Thank you for the kind words, Rick—much appreciated!
Of course, the names of anatomical structures of the brain are essentially visual puns. They are named according to what they looked like (olives, worms, tufts of wool, moss, teeth, and so forth) by guys who had few or no clues as to their functions. (I say ‘guys’ advisedly: if women were involved in that, the men took the credit.) Henry has inveighed against this entrenched nomenclature, urging that at least they should be tagged neurochemically (gabaergic, etc.). So that’s one kind of ‘perceptual categories’ getting in the way.’ But besides that, the appearance of contradiction between my statement and Bill’s is an apples-and-oranges thing, where the apples of their findings are at an extremely myopic cellular and subcellular scale compared to the brain-wide scale of the oranges, their attempts to place these findings in context and paint a bigger interpretive picture.
Neuroscience knowledge of stuff going on in the nervous system has indeed advanced enormously, but that knowledge is mostly way down in the weeds of synapses and neurochemicals within specific anatomical structures and their projections. It’s when they try to integrate these findings into a more comprehensive picture that they try to fit them to theoretical concepts—not their own theoretical concepts, mind you, but rather ideas borrowed from prevalent psychological constructs (as in “the cerebellum plans movements which the motor system executes”). They recognize circuits and feedback loops, but fit them to prevailing notions in computer science and AI, such as ‘feedforward neural networks’ or an adaptive filter as e.g. proposed in
Dean, Paul, John Porrill, Carl-Fredrik Ekerot, & Henrik Jorntell (2010). The cerebellar microcircuit as an adaptive filter: experimental and computational evidence. Nat Rev Neurosci. 1.1:30-43. doi: 10.1038/nrn2756. Epub 2009 Dec 9. PMID: 19997115.
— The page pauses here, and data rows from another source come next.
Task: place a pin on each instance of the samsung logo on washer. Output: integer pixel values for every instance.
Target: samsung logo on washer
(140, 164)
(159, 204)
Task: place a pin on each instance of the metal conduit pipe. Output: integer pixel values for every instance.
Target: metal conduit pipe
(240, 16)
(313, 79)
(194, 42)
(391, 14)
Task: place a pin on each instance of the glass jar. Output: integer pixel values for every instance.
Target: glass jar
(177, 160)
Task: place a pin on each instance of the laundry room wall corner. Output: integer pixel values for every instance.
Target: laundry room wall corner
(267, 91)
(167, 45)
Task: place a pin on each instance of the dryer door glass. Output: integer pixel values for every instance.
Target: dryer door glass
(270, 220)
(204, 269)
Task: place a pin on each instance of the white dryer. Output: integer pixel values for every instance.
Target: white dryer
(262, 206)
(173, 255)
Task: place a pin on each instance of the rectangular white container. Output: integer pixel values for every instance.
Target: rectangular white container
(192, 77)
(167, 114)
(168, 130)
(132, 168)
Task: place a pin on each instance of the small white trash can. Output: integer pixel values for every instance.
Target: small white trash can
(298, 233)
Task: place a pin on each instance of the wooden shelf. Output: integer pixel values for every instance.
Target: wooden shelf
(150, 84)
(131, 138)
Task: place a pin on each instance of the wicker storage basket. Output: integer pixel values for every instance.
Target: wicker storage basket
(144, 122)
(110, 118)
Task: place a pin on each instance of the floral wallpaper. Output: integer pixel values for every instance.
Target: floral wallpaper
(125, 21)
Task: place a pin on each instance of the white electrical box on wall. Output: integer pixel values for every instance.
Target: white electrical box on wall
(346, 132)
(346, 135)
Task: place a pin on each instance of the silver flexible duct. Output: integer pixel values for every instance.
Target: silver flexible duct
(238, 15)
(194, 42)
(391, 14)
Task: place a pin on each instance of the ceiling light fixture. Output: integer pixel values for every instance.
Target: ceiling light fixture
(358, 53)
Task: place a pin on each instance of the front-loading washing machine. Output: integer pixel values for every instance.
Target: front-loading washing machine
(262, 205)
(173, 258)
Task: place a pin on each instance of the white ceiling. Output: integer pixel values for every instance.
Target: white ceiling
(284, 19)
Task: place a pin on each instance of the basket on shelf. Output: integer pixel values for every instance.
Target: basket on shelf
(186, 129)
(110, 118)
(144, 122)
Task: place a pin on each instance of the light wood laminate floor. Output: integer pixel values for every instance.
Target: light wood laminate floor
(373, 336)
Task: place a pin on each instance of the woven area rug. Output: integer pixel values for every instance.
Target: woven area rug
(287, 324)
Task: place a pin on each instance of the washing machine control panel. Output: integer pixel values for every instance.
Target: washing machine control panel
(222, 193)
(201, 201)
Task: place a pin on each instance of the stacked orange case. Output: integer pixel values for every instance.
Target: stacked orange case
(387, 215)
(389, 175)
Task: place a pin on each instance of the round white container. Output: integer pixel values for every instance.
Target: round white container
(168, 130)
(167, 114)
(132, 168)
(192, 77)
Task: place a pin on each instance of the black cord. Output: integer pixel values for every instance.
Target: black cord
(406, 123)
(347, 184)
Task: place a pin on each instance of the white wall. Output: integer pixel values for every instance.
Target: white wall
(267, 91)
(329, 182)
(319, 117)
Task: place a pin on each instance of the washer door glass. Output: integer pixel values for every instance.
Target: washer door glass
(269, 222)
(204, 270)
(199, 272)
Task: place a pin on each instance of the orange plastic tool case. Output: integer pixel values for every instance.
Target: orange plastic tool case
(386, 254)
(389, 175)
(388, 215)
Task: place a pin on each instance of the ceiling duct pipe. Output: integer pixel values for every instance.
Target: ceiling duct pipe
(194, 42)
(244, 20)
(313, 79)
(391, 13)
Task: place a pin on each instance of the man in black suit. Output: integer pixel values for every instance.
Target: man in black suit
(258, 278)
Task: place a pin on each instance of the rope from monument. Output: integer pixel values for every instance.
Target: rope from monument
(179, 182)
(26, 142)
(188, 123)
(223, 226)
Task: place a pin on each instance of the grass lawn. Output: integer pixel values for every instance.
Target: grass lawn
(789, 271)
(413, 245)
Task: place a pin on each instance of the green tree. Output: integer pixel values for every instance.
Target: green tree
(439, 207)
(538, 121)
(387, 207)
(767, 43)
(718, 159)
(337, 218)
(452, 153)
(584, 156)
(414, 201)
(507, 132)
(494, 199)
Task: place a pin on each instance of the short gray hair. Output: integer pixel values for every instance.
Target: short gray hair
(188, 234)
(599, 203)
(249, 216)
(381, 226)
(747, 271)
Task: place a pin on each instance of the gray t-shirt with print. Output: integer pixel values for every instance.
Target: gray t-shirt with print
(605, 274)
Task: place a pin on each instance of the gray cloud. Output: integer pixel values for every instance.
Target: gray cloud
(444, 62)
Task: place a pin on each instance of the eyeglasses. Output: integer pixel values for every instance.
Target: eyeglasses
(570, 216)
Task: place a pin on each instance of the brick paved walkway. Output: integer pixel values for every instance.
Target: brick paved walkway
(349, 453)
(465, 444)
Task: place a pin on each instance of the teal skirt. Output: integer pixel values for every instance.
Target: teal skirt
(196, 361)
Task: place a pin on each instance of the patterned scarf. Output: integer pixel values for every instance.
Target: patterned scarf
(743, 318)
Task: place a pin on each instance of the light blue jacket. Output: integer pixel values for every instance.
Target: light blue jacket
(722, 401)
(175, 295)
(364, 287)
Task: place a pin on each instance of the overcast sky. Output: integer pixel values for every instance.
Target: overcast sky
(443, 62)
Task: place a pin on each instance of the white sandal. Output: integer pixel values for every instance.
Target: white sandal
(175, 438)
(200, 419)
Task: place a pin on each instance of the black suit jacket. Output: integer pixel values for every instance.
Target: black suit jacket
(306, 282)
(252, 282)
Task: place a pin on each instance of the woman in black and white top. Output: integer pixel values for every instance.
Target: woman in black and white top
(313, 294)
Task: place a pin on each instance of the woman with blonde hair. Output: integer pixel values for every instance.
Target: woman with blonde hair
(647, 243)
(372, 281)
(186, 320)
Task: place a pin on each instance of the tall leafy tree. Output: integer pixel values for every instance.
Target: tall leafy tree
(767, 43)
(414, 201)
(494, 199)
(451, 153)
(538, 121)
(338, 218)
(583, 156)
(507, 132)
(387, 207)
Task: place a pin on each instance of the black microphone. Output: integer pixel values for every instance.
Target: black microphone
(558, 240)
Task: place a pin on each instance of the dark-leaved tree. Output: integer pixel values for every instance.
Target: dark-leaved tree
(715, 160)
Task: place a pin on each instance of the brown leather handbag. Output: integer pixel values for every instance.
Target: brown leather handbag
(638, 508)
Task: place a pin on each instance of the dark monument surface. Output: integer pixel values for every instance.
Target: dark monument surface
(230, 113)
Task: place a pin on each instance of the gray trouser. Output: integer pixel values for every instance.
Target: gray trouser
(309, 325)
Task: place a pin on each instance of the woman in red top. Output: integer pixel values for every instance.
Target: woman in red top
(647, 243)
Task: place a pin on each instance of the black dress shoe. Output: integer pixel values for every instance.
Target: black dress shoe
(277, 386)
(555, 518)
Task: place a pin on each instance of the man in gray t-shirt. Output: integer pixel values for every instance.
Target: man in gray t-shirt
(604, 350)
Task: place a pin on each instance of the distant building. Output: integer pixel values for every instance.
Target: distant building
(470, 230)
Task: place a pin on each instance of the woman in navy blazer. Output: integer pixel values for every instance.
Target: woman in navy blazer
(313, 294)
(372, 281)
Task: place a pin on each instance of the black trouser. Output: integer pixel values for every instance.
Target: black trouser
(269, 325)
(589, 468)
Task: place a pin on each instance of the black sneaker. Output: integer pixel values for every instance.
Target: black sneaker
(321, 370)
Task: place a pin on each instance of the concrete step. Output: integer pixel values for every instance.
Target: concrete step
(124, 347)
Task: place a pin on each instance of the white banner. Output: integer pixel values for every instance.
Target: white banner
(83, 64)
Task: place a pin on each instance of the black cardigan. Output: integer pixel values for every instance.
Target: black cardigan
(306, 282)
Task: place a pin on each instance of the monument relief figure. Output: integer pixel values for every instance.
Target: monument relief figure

It may be that the cerebellum is structured as a neural network; in that capacity maybe it could perform the functions that I propose in my conjectures—it could be responsible for many-one extraction of higher-level signals from lower, which are then further processed in the cerebellum; for reference values for signals at diverse levels; and for deployment of error signals at higher levels to reference input functions at lower levels, and it could be doing all of these things at once. There is a huge capacity of connectivity in the cerebellum. One would be unlikely to consider these possibilities without first discerning how the numerous cerebral loops at various levels all pass through the same deep cerebellar nuclei, subject to itsy bitsy picky inhibitory signals from the cerebellum, and how the cerebellum stands aside from those loops, and the motor and somatic loops as well. And one would be unlikely to see that big-picture circuit diagram without PCT. The conventional circuit diagrams that I borrowed from Wikipedia and various articles have the projections dangling at their margins, with no closed loop.
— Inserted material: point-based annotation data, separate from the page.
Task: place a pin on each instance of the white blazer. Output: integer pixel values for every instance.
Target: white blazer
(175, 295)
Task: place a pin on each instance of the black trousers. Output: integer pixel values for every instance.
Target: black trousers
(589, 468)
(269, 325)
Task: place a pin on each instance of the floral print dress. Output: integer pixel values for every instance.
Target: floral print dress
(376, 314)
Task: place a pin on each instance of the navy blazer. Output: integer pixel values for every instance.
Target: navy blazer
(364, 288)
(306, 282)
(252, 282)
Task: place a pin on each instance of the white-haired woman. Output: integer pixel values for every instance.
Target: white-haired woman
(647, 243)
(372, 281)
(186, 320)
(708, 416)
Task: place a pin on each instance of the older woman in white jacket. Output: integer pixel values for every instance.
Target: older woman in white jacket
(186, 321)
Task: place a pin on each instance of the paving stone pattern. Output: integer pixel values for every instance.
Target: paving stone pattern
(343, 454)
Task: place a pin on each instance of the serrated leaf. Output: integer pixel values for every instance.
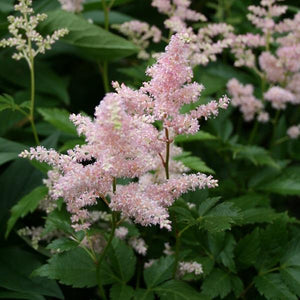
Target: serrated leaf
(227, 254)
(217, 283)
(248, 248)
(90, 39)
(272, 287)
(290, 266)
(259, 215)
(220, 218)
(26, 205)
(121, 291)
(291, 277)
(7, 102)
(16, 267)
(159, 272)
(62, 244)
(58, 220)
(287, 183)
(9, 150)
(122, 260)
(199, 136)
(143, 294)
(20, 295)
(59, 118)
(195, 163)
(73, 267)
(177, 290)
(257, 155)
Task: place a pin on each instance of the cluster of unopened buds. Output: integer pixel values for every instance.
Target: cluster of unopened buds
(122, 142)
(25, 38)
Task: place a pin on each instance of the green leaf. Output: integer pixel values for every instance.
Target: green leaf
(59, 118)
(13, 190)
(58, 220)
(16, 267)
(217, 283)
(7, 102)
(121, 291)
(159, 272)
(90, 39)
(177, 290)
(73, 267)
(290, 266)
(248, 248)
(259, 215)
(219, 218)
(97, 4)
(122, 260)
(9, 150)
(199, 136)
(20, 295)
(115, 17)
(195, 163)
(143, 294)
(227, 254)
(272, 287)
(287, 183)
(257, 155)
(62, 244)
(26, 205)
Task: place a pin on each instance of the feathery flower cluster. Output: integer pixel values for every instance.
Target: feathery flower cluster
(139, 245)
(279, 71)
(207, 42)
(140, 33)
(74, 6)
(294, 131)
(178, 13)
(242, 97)
(190, 267)
(121, 232)
(25, 38)
(122, 142)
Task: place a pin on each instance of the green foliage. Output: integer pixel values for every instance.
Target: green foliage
(59, 118)
(159, 272)
(194, 163)
(89, 40)
(287, 183)
(16, 267)
(219, 217)
(26, 205)
(122, 260)
(69, 267)
(177, 290)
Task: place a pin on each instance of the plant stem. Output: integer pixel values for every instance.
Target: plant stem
(103, 254)
(31, 114)
(167, 153)
(253, 133)
(30, 61)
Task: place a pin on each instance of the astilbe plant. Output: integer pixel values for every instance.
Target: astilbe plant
(29, 43)
(131, 136)
(204, 45)
(273, 54)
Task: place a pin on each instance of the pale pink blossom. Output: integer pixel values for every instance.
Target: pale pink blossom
(190, 267)
(121, 232)
(139, 245)
(279, 97)
(72, 5)
(242, 97)
(294, 131)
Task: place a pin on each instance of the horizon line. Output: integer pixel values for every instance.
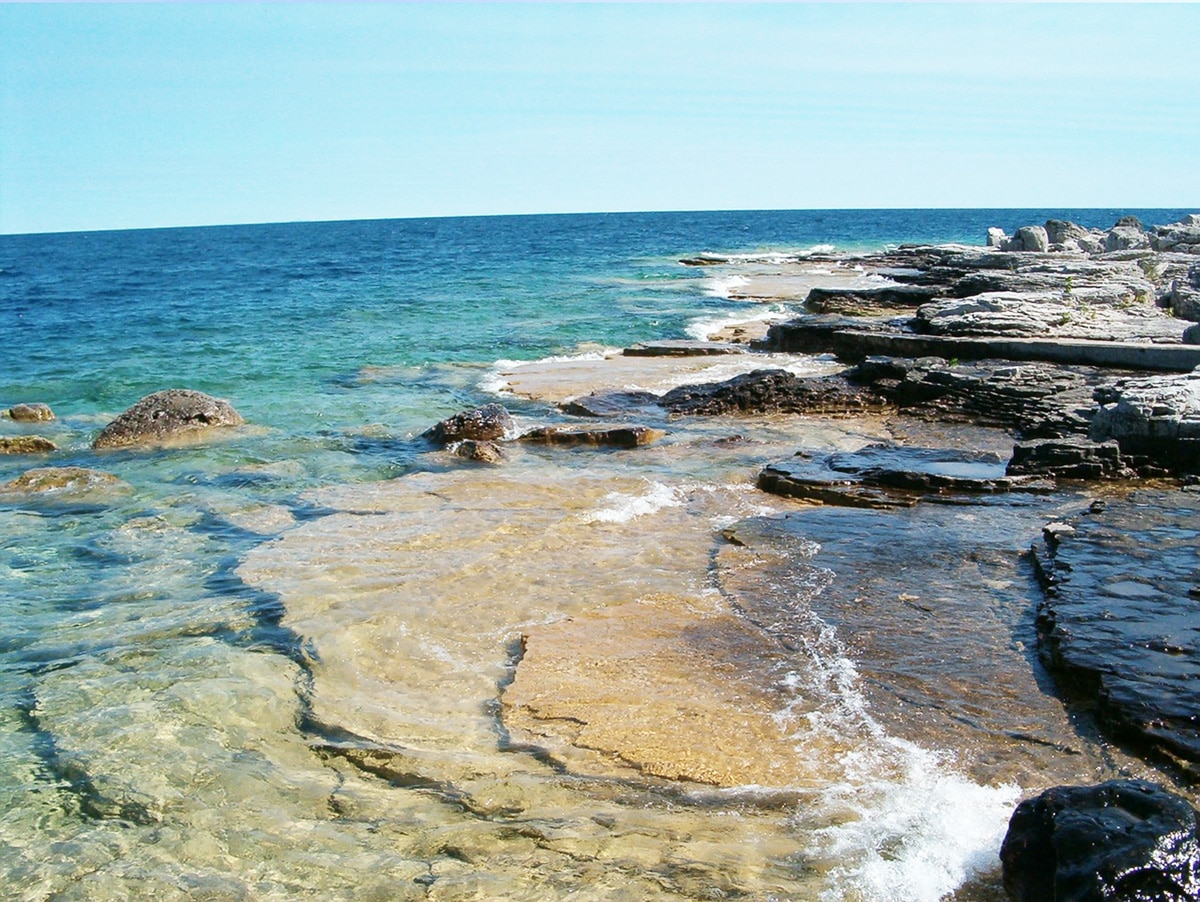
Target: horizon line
(588, 212)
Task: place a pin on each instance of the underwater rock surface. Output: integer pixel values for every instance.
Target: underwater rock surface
(1121, 841)
(1120, 626)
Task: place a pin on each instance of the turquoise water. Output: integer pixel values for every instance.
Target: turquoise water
(160, 687)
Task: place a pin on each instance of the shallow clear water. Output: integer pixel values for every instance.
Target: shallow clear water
(315, 657)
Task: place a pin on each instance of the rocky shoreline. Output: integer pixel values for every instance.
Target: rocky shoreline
(1083, 346)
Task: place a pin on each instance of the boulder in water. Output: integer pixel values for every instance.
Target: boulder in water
(1121, 841)
(175, 414)
(47, 480)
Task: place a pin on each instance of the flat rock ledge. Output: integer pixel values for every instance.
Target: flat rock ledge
(167, 416)
(613, 437)
(29, 413)
(885, 475)
(58, 480)
(773, 391)
(1121, 841)
(1117, 624)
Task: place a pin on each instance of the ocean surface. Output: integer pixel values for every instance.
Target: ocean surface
(318, 657)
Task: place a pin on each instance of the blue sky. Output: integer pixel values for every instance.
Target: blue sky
(172, 114)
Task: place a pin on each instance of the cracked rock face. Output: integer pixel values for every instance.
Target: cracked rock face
(167, 416)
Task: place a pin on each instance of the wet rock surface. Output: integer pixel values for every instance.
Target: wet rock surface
(483, 424)
(175, 414)
(1121, 841)
(891, 476)
(772, 391)
(25, 445)
(610, 403)
(610, 437)
(1119, 625)
(30, 413)
(1071, 457)
(1157, 418)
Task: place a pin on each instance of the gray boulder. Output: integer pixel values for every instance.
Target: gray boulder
(29, 413)
(1031, 239)
(609, 437)
(994, 313)
(168, 416)
(1121, 841)
(1153, 418)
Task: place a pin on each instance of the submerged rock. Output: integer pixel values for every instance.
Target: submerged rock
(172, 415)
(612, 437)
(610, 403)
(1117, 624)
(1121, 841)
(27, 445)
(891, 476)
(1157, 418)
(768, 391)
(483, 424)
(49, 480)
(29, 413)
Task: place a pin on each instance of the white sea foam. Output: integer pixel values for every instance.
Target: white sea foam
(907, 827)
(623, 507)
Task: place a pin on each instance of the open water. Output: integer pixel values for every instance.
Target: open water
(317, 659)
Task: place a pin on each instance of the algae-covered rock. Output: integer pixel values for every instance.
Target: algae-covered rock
(168, 415)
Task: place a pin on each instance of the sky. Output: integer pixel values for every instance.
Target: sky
(137, 115)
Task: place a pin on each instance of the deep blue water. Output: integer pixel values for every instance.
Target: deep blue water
(337, 342)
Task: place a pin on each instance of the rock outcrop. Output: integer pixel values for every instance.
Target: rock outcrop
(483, 424)
(772, 391)
(610, 437)
(891, 476)
(1117, 624)
(168, 416)
(1121, 841)
(1153, 418)
(30, 413)
(60, 480)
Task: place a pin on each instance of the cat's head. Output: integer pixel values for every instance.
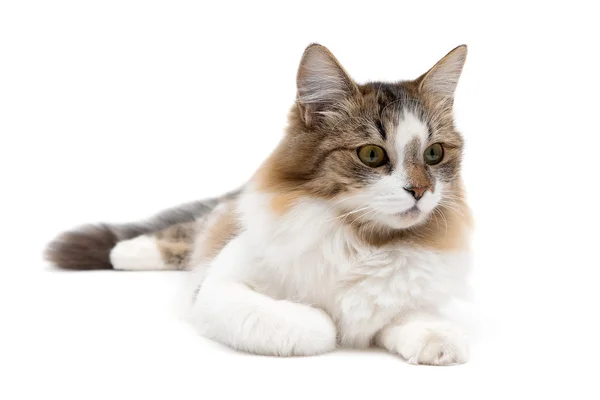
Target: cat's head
(384, 155)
It is unsurprising and unblameworthy that Bill did not update neuroscience picture in Chapter 9 of B:CP. He had his hands very full, and his strengths were in modeling. He said this clearly many times, for example in 2003 he said " my modeling efforts focus on what kind of control process is done, which doesn’t depend on guessing which part of the brain does it." For context, here’s the source:
I have long said that higher systems may well act by varying the parameters of lower systems as well as their reference signals. An early demo of this effect was offered by Tom Bourbon at my suggestion, 10 or 15 years ago. He set up a model in which a higher-level system monitored the average absolute value of error signal in a control system, and varied the output gain in that system to achieve minimum error. Actually, he set this up as a reorganization task, so the gain variations were done through a random walk.
More recently, I proposed a model in which an auxiliary control system (whether you should consider it “higher” or not is debatable) changes the weightings in an output function in a way that emulates the convolution theorem. It worked pretty well when embedded in the Little Man model. I called this model the “artificial cerebellum,” because of some resemblances of the algorithm to processes known to happen in the cerebellum. Of cou[rse] this doesn’t mean that the amygdala could not do something similar. However, my modeling efforts focus on what kind of control process is done, which doesn’t depend on guessing which part of the brain does it.
I recently saw another instance, which I’m not finding now, in which he more sharply expressed low gain in control of the latest developments in neuroscience, though of course something in Nature or Science might catch his eye, or more often someone would post something about ‘mirror cells’, for example (which IIRC you immediately proposed probably carry reference signals, though the social implications of that have been more elusive of general agreement).